In the arguments about whether we should write the code and give it to the NSA as a demonstration, or actually take control of the satellites, one of the guys I didn't know, who said his name was Loomis, said that we were about to become the Old Man of the Sea.

"From the way Sinbad looked at it, he couldn't get the Old Man of the Sea off his back. From the Old Man of the Sea's point of view, he couldn't get off Sinbad's back, or Sinbad would kill him. If we get on the NRO's back, or the NSA's, we can never let go, or they will hunt us down like rats. If they just say fuck it, and put up a new Keyhole system, and we're locked out of it, we're cooked."

"But there's a time element," Bobby said, his voice rattling down the phone connection and then out a couple of cheap computer speakers. "If we can keep the government off for three, four, five years, it'll be too late to really do anything about us. The control of the world is slipping away from those people; in five years, it'll be gone."

"Still."

"There's another thing. We'll let it be known that this whole thing was pulled off by Bobby, the phamous phone phreak. I've got maybe five years left on earth. I'll be on a voice synthesizer by this time next year. If I'm their target, and they catch me two or three years from now. they ain't gonna catch much."

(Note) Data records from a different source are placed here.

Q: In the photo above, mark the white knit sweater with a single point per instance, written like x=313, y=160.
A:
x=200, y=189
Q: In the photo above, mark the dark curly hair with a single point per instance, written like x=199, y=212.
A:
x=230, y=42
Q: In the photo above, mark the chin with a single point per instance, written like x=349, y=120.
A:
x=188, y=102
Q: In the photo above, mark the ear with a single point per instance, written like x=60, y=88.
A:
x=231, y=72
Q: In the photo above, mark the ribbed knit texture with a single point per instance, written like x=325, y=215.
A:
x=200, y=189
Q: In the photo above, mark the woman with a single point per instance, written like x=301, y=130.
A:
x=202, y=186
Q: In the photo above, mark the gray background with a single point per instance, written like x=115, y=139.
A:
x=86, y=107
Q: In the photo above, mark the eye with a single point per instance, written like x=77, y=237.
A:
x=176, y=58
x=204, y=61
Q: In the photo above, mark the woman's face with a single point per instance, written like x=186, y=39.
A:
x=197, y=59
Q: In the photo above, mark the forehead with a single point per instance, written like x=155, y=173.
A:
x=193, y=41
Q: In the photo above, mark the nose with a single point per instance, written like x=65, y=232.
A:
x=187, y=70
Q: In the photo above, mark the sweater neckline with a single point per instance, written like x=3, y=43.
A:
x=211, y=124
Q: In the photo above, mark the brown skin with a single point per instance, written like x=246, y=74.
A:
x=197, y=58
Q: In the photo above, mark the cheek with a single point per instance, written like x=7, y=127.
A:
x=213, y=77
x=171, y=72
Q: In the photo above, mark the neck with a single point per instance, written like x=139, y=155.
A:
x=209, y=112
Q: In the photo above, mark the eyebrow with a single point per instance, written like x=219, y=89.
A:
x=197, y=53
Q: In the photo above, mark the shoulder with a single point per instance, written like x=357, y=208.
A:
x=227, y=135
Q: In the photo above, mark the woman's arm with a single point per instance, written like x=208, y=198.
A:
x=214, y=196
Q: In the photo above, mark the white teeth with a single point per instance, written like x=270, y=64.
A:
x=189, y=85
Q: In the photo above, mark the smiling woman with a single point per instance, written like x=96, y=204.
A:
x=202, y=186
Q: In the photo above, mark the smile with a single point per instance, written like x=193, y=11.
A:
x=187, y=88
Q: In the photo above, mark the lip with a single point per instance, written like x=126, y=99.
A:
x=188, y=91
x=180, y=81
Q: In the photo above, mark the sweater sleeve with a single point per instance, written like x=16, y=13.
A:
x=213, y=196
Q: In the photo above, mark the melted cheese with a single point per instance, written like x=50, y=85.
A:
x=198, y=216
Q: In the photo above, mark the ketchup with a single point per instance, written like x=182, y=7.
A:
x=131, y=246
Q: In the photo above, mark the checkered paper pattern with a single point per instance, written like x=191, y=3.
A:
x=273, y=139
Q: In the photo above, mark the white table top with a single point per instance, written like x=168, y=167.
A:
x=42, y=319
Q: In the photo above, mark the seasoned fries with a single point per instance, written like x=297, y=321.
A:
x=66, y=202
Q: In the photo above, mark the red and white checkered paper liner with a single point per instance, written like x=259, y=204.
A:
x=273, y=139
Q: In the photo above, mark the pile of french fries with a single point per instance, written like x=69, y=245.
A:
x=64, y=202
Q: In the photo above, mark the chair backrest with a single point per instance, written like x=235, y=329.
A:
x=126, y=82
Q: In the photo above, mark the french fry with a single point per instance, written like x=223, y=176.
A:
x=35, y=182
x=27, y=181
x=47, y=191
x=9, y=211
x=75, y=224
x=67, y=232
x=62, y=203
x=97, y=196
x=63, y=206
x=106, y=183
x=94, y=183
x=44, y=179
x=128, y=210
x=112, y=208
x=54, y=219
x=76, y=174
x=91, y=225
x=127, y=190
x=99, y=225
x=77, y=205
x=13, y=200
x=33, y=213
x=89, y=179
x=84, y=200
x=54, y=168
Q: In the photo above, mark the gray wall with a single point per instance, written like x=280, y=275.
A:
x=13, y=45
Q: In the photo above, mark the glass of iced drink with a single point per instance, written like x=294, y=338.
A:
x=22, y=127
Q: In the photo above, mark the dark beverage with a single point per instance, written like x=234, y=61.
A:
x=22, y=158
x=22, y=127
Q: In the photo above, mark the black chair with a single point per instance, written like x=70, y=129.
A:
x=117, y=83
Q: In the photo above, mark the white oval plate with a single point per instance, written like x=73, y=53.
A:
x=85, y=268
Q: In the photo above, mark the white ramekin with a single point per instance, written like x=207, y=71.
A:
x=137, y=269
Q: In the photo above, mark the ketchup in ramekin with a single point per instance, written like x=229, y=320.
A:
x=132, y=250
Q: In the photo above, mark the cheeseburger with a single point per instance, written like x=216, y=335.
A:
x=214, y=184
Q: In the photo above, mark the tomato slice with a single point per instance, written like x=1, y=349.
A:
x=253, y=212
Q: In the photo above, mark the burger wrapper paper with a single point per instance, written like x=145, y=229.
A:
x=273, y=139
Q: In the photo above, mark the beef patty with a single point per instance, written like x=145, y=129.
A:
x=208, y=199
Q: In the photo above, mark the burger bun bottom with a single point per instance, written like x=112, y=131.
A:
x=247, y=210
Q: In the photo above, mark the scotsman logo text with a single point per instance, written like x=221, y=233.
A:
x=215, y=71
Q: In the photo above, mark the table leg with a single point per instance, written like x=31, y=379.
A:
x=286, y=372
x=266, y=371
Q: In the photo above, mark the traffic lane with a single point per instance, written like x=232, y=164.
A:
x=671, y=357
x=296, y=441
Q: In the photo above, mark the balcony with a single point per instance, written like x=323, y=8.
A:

"Goddamn," I said. "That's harsh."

"Life sucks and then you die," Bobby said.

We took control on December third.

Bobby transmitted the changes over a four-hour period from a dish normally used for satellite telephone communications. The way it worked, essentially, was this: we took the NRO's spot, giving us control of the system. The NRO got the OMS controls, plus some enhancements we addedthis would not be a secret for very long, so we didn't have to go to all of AmMath's trouble to hide what we'd done.

If we hadn't told them about it, the NRO might have taken a while to discover what we'd done. They still talked to the satellites with the same encrypted commands; they could still take pictures and maneuver the satellites; in fact, before we told them about it, the only change that would have given us away was a difference in the number of computer bytes in the satellite's memory. But that changes often enough that we expected that they wouldn't notice. Not right away.

On December third and fourth, we ran checks, and tried to find ways to break our control. We made a couple of small patches, and the other five guys headed home. I went to Washington.

Rosalind Welsh, the NSA security executive, left her home at six-thirty in the morning, driving a metallic blue Toyota Camry. I noted the license plate; Bobby'd gotten the number the day before from the DMV, but he we wanted to make sure. I couldn't follow her all the way to the NSA building, but we'd done a time projection, and I called Bobby on a cell phone and said, "She's crossing the line now. Four or five minutes to the parking lot."